Alert klondike users have read the "Message of the day" and "news queues" and already know that we're updating the X1 queues a bit. We're replacing the 30-minute "Quick" queues with one "debug" queue and we've increased the maximum run time for jobs in "small" from 8 to 16 hours and "medium" from 8 to 12 hours.

Excerpt from "news queues":


      Name of     max MSPs   Time limit
      queue       per job    (wallclock)
      -------     --------   -----------
      debug       30         30 minutes

      small       8          16 hours
      medium      30         12 hours
      large       60         8  hours
      xlarge      120        8  hours

More details and explanations for these changes:

Debug queue:

If you're doing debugging or development work, request 30 minutes or less, as always, but submit your job to "debug" instead of "default." To do so, simply change your qsub "-q" option to:


  #PBS -q debug

Like the obsolescent "Quick" queues, the new "debug" queue has high priority for relatively rapid turnaround. When needed, ARSC staff will manually checkpoint work in other queues to allow jobs waiting in the "debug" queue to start. The "debug" queue will be pushed ahead twice per day at 9:00 AM and 2:00 PM Alaska Time.

There are two primary goals behind this change:

  1. Formerly, the single "routing" queue, "default" serviced both the standard production queues and the high-priority "Quick" queues. Thus, there has been confusion between standard jobs which happen to be short versus debugging/development jobs which should have higher priority.
  2. We're replacing four queues with one, and thus achieving a net simplification.

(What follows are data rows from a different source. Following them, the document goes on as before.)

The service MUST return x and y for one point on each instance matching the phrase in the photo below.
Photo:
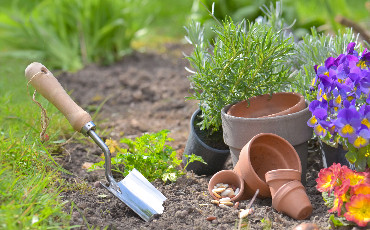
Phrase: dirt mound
(145, 92)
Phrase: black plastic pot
(331, 155)
(215, 158)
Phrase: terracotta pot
(237, 131)
(227, 177)
(263, 153)
(331, 155)
(267, 105)
(292, 200)
(277, 178)
(215, 158)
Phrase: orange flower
(358, 209)
(340, 197)
(354, 177)
(328, 177)
(361, 189)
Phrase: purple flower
(351, 47)
(319, 109)
(361, 139)
(348, 122)
(342, 108)
(365, 115)
(329, 62)
(320, 130)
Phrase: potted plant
(341, 111)
(245, 60)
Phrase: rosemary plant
(247, 59)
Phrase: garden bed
(146, 93)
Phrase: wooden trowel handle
(49, 87)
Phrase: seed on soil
(245, 212)
(228, 193)
(97, 184)
(216, 195)
(215, 202)
(218, 190)
(225, 199)
(228, 203)
(210, 218)
(221, 185)
(223, 206)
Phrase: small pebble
(218, 190)
(228, 203)
(97, 184)
(245, 212)
(215, 202)
(307, 226)
(226, 199)
(210, 218)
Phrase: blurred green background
(69, 34)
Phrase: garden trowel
(134, 190)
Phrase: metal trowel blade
(139, 194)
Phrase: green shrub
(247, 59)
(150, 155)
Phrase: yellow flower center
(313, 83)
(366, 122)
(361, 64)
(320, 130)
(348, 129)
(360, 141)
(338, 100)
(313, 120)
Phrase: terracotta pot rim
(263, 119)
(283, 191)
(232, 172)
(220, 151)
(250, 143)
(295, 107)
(283, 174)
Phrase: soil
(145, 92)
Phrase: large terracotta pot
(237, 131)
(227, 177)
(263, 153)
(214, 157)
(277, 178)
(277, 104)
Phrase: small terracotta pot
(292, 200)
(277, 178)
(267, 105)
(263, 153)
(227, 177)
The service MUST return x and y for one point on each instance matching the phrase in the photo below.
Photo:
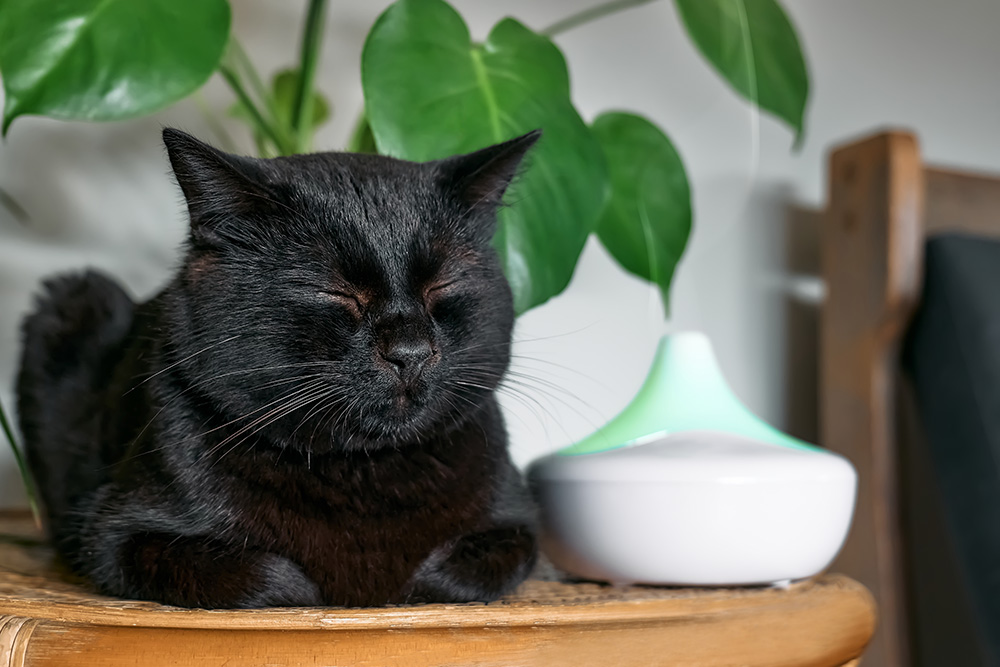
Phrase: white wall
(101, 194)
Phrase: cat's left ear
(480, 179)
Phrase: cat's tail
(72, 341)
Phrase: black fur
(306, 414)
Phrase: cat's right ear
(219, 187)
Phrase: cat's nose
(409, 357)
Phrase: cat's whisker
(296, 405)
(266, 420)
(177, 363)
(295, 395)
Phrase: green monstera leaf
(647, 221)
(431, 92)
(754, 47)
(106, 59)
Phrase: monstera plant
(424, 77)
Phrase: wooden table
(47, 620)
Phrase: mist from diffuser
(686, 486)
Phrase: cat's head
(342, 300)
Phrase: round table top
(825, 620)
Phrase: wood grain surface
(46, 619)
(872, 249)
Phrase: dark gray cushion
(953, 356)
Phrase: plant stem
(262, 124)
(311, 39)
(242, 60)
(12, 205)
(29, 484)
(591, 14)
(225, 140)
(362, 140)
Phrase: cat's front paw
(279, 582)
(478, 567)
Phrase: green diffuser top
(684, 391)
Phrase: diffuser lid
(697, 457)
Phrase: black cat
(306, 414)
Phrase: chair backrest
(883, 202)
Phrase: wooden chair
(883, 203)
(48, 621)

The "Quick" queues will be deleted next Wednesday, June 22. Users who forget to change their qsub scripts will suffer no ill-effects as the "default" routing queue will remain intact and continue to service all the standard queues (small, medium, large, and xlarge). See "news queues" for more detail.

Time Limits:

Many users require large processor counts to obtain sufficient memory and/or processing power, but some users have flexibility in choosing the number of processors to use. The walltime limits changes, it is hoped, will encourage users to not use more processors than they need.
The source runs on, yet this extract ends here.